I found this particularly interesting, partially because I love field recording myself (one of my bandcamp releases from last year was essentially an environmental field recording with me playing banjo among the sounds of cicadas and crickets etc: https://coffeehut.bandcamp.com/album/beaver-creek), and partially because I'm a huge fan of the Anthology.
I remember from my college classes and other readings in Anthropology and other related fields about the concept of how just observing something can fundamentally change it. (Not sure if Schroedinger's cat fits in with this or not, but it might..) Certainly when cultural things become widespread and more widely known, they can influence the culture, and also likewise become influenced by that culture. That's how cultures evolve. And as folk music (and other folk arts) is popularized, it, too, evolves, and arguably can become more interesting even as it becomes less pure.
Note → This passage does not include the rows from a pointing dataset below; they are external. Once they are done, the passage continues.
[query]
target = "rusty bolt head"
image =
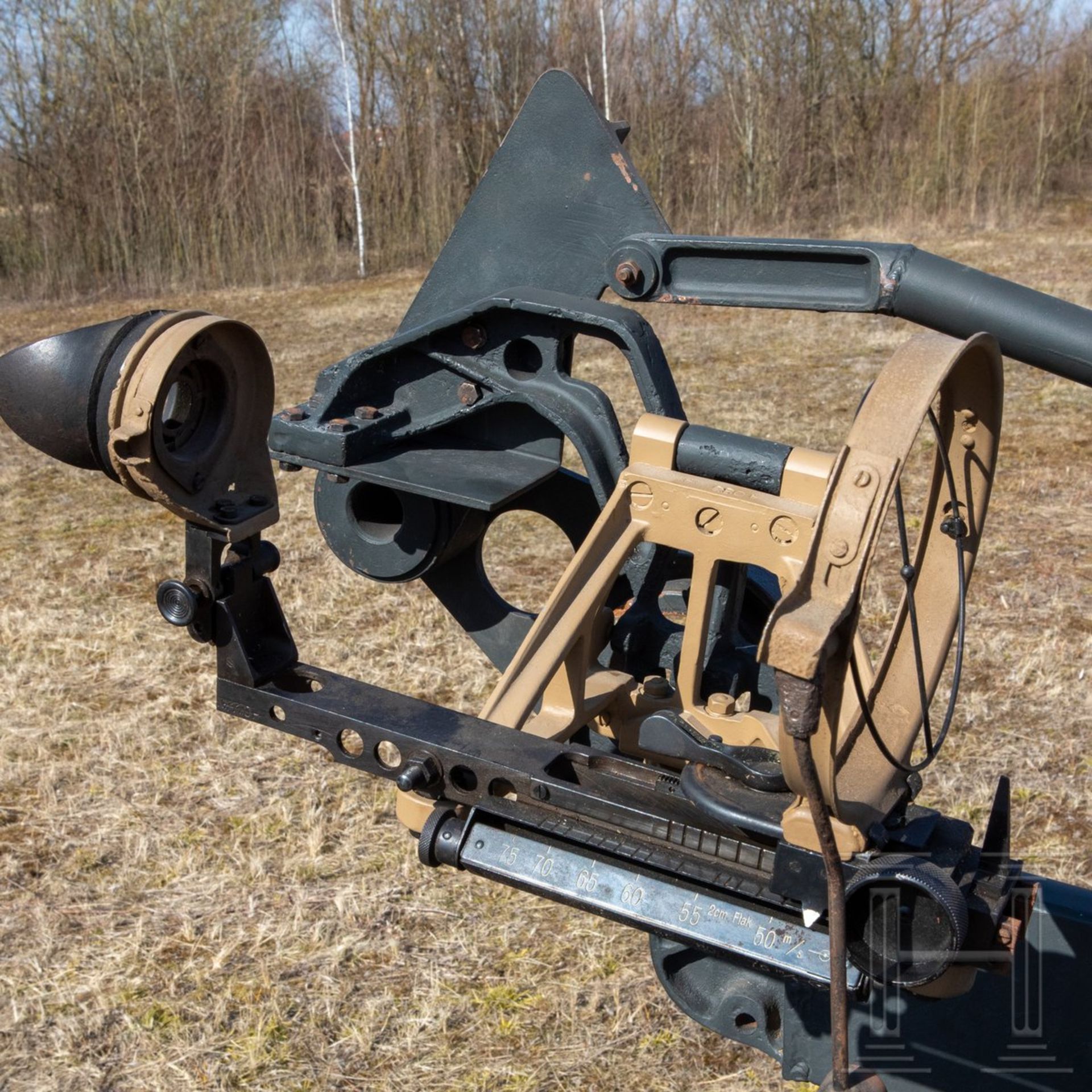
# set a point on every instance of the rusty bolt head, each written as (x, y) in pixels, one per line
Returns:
(473, 337)
(628, 274)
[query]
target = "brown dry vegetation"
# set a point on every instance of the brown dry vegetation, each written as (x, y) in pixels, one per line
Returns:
(189, 901)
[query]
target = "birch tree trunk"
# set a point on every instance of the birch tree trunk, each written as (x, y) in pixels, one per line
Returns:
(354, 174)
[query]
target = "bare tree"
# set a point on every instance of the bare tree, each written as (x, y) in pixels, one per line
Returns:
(354, 175)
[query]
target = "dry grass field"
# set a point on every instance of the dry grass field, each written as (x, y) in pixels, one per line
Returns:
(192, 902)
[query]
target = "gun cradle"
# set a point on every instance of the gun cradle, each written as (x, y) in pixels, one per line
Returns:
(695, 708)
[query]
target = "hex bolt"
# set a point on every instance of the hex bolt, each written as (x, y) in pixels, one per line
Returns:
(721, 705)
(473, 337)
(656, 686)
(628, 274)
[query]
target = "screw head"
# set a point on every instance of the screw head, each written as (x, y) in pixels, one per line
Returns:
(721, 705)
(473, 337)
(709, 521)
(628, 274)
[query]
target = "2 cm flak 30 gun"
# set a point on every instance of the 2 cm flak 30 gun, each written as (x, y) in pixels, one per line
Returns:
(692, 737)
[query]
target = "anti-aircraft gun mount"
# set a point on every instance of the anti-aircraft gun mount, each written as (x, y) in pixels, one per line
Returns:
(690, 737)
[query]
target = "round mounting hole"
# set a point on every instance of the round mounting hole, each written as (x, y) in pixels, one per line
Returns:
(524, 554)
(522, 358)
(746, 1024)
(351, 743)
(464, 779)
(502, 787)
(388, 754)
(378, 512)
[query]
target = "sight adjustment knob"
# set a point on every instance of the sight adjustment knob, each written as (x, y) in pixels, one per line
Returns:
(905, 921)
(178, 603)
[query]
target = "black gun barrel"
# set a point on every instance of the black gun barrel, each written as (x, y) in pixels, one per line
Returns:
(1030, 326)
(866, 278)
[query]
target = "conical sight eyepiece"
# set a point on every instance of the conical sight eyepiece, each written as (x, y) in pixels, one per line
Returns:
(175, 406)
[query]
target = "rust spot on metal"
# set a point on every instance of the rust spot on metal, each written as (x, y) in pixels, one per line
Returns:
(619, 162)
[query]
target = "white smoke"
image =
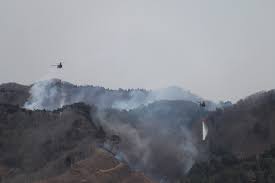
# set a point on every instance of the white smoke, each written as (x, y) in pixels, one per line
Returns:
(204, 130)
(54, 93)
(160, 146)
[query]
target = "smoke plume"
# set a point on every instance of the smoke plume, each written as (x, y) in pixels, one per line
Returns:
(154, 126)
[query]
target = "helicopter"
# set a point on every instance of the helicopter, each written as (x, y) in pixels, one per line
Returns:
(202, 104)
(58, 66)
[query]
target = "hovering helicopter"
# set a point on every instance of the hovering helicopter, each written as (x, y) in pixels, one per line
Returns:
(202, 104)
(58, 66)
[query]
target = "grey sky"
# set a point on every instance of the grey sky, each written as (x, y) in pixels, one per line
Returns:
(219, 49)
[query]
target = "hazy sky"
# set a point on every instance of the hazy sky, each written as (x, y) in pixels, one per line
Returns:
(219, 49)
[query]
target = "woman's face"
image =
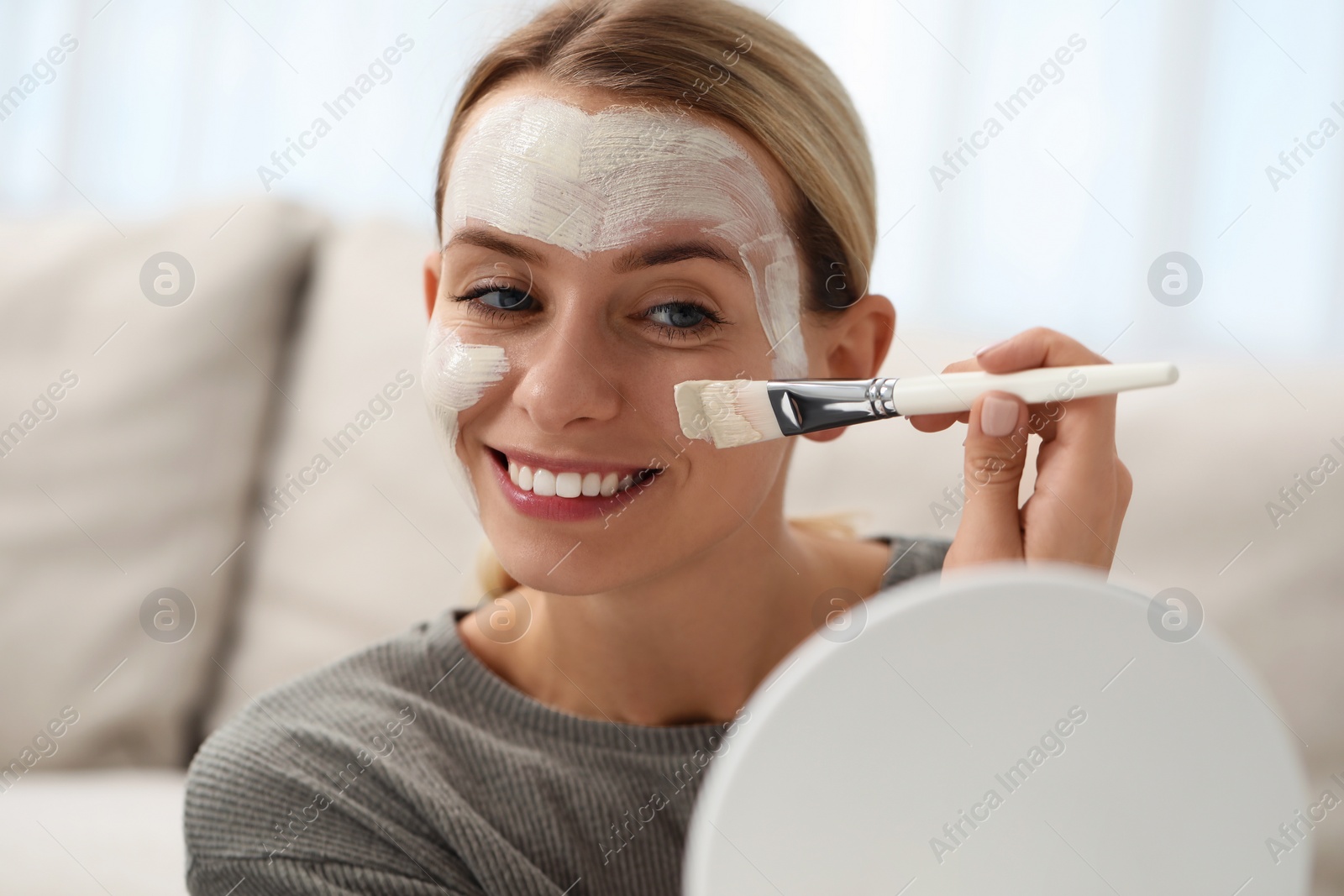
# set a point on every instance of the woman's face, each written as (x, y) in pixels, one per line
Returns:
(600, 257)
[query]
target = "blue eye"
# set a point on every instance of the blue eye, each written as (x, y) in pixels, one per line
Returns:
(504, 298)
(678, 315)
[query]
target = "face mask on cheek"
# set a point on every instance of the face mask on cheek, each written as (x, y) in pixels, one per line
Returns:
(454, 375)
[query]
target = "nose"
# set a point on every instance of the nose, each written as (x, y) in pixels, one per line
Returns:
(564, 380)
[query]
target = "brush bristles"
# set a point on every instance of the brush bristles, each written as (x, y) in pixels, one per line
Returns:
(727, 412)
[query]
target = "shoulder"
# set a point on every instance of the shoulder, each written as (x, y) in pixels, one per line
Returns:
(913, 557)
(323, 777)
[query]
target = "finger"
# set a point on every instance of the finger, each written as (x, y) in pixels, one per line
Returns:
(1092, 421)
(1037, 347)
(996, 454)
(936, 422)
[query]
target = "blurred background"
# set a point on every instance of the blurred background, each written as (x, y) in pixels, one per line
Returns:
(1155, 137)
(1160, 181)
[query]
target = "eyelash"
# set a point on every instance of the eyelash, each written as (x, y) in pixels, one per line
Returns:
(712, 318)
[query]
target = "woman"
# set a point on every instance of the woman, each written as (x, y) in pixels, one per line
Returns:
(631, 195)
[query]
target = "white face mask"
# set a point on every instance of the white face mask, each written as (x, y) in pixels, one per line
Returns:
(586, 183)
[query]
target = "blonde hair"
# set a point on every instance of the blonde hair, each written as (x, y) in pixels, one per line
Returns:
(727, 62)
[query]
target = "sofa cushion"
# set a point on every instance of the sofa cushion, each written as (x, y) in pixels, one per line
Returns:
(358, 532)
(132, 409)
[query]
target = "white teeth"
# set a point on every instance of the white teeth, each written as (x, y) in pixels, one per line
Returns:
(543, 483)
(569, 484)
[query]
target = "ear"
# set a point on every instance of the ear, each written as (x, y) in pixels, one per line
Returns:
(857, 344)
(432, 266)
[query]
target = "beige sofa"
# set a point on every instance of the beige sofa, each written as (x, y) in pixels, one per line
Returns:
(156, 470)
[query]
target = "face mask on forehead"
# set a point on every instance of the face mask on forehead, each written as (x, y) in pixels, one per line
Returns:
(589, 183)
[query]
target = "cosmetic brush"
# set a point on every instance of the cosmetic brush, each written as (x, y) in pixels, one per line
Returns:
(732, 412)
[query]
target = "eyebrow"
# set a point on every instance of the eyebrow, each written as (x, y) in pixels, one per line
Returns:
(631, 261)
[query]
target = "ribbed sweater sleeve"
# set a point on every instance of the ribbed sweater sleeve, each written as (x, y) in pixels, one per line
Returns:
(410, 768)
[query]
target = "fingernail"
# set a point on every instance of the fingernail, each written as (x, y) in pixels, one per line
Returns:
(998, 416)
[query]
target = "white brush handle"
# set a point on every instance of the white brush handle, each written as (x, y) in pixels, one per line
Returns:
(953, 392)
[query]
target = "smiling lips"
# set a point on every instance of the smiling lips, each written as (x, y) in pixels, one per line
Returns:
(554, 490)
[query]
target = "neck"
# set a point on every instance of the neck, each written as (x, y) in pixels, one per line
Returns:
(689, 645)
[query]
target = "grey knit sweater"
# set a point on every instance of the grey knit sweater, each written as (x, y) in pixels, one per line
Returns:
(410, 768)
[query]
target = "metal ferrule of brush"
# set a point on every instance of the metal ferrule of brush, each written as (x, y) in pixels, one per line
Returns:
(810, 406)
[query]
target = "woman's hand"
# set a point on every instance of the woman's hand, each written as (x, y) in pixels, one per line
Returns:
(1082, 490)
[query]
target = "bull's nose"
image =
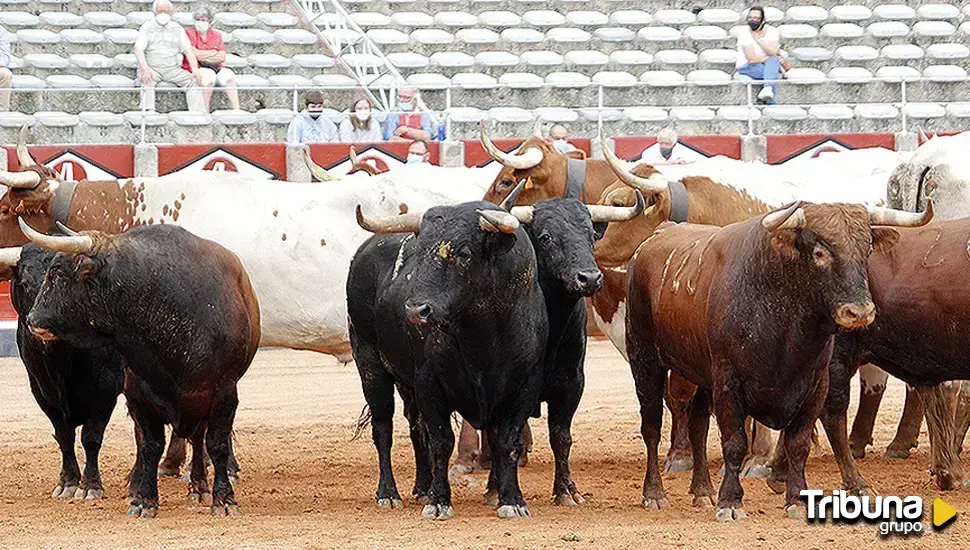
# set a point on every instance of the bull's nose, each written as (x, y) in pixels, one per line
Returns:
(418, 313)
(589, 281)
(856, 315)
(43, 334)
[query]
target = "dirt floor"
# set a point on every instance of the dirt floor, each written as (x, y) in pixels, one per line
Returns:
(305, 484)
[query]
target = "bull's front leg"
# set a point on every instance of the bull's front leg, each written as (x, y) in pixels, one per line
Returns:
(945, 464)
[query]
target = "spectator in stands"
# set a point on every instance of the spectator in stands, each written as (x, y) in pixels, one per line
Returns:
(411, 120)
(6, 77)
(160, 40)
(309, 125)
(210, 50)
(418, 152)
(668, 150)
(759, 54)
(360, 125)
(558, 135)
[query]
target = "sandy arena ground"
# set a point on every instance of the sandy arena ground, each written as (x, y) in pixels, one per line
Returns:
(305, 484)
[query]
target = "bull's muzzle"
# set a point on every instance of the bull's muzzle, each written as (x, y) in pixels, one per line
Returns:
(853, 316)
(418, 313)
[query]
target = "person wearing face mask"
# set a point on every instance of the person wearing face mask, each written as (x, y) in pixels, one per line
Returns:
(410, 120)
(418, 152)
(309, 125)
(360, 126)
(157, 48)
(667, 150)
(759, 54)
(210, 50)
(559, 142)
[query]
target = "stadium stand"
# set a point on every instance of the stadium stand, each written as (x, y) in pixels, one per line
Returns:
(650, 63)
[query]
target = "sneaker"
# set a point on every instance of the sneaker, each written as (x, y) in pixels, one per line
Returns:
(766, 95)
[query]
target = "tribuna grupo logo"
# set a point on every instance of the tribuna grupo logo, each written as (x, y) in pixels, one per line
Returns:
(894, 515)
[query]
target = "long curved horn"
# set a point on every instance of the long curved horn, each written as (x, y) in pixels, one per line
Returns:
(20, 180)
(601, 213)
(23, 155)
(792, 217)
(530, 158)
(653, 185)
(900, 218)
(497, 220)
(80, 244)
(10, 256)
(509, 201)
(319, 172)
(404, 223)
(523, 213)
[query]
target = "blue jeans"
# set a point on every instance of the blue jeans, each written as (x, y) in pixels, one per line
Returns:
(769, 70)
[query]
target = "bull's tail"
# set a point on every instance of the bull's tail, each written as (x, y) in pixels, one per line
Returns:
(362, 422)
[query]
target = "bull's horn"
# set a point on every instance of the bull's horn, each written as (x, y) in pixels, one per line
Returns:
(319, 172)
(530, 158)
(497, 220)
(792, 217)
(20, 180)
(10, 255)
(79, 244)
(601, 213)
(23, 155)
(404, 223)
(523, 213)
(653, 185)
(900, 218)
(509, 201)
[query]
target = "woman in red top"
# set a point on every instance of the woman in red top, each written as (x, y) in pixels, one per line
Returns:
(211, 53)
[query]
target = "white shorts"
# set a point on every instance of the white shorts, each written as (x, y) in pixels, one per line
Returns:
(223, 78)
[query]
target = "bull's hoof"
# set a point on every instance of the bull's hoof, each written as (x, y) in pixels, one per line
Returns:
(513, 511)
(390, 503)
(651, 503)
(678, 465)
(89, 494)
(703, 501)
(142, 510)
(569, 499)
(725, 515)
(225, 510)
(796, 511)
(438, 511)
(65, 491)
(776, 484)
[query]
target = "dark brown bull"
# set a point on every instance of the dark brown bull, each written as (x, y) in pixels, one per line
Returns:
(748, 313)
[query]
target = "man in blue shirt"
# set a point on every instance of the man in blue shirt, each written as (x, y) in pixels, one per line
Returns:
(309, 125)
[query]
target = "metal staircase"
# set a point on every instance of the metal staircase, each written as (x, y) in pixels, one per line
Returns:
(352, 49)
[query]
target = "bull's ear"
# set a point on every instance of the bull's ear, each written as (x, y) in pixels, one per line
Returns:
(884, 238)
(85, 266)
(784, 244)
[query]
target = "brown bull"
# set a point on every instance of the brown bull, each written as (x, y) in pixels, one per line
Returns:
(748, 313)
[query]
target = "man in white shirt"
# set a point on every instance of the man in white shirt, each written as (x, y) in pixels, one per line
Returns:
(759, 54)
(157, 48)
(667, 151)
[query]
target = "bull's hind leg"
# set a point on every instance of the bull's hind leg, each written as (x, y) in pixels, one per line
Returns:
(217, 437)
(699, 420)
(561, 412)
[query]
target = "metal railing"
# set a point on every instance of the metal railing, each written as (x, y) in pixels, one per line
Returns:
(901, 102)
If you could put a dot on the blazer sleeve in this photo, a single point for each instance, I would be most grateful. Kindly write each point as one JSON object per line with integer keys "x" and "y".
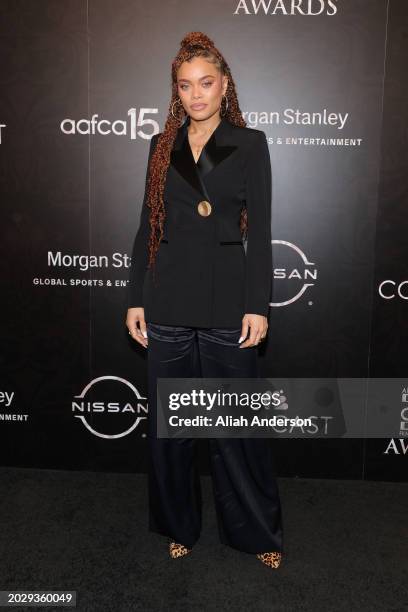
{"x": 140, "y": 256}
{"x": 259, "y": 245}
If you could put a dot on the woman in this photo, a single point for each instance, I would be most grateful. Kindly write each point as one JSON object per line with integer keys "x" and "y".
{"x": 199, "y": 303}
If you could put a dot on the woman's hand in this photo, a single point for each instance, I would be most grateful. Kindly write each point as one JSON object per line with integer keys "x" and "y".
{"x": 135, "y": 317}
{"x": 258, "y": 325}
But the main thrust of your piece here seems more about the devolution of our planet; which, of course, is just another aspect of the evolution of our world (a scary one, no doubt). But that devolution is part of what's being documented, too.
This recent Atlantic article by Ed Yong, https://www.theatlantic.com/magazine/archive/2022/07/light-noise-pollution-animal-sensory-impact/638446/, talking about human quickening of our planetary devolution, mentions how sound can be important to undersea life, particularly in coral reefs. It talks about how earlier recordings of healthy coral reef sounds have more recently been used to help restore some of these damaged reefs by playing back the earlier recordings via underwater speakers, which seem to be attracting some species back to the reefs who had previously abandoned them. So there really is a practical use for some of these field recordings!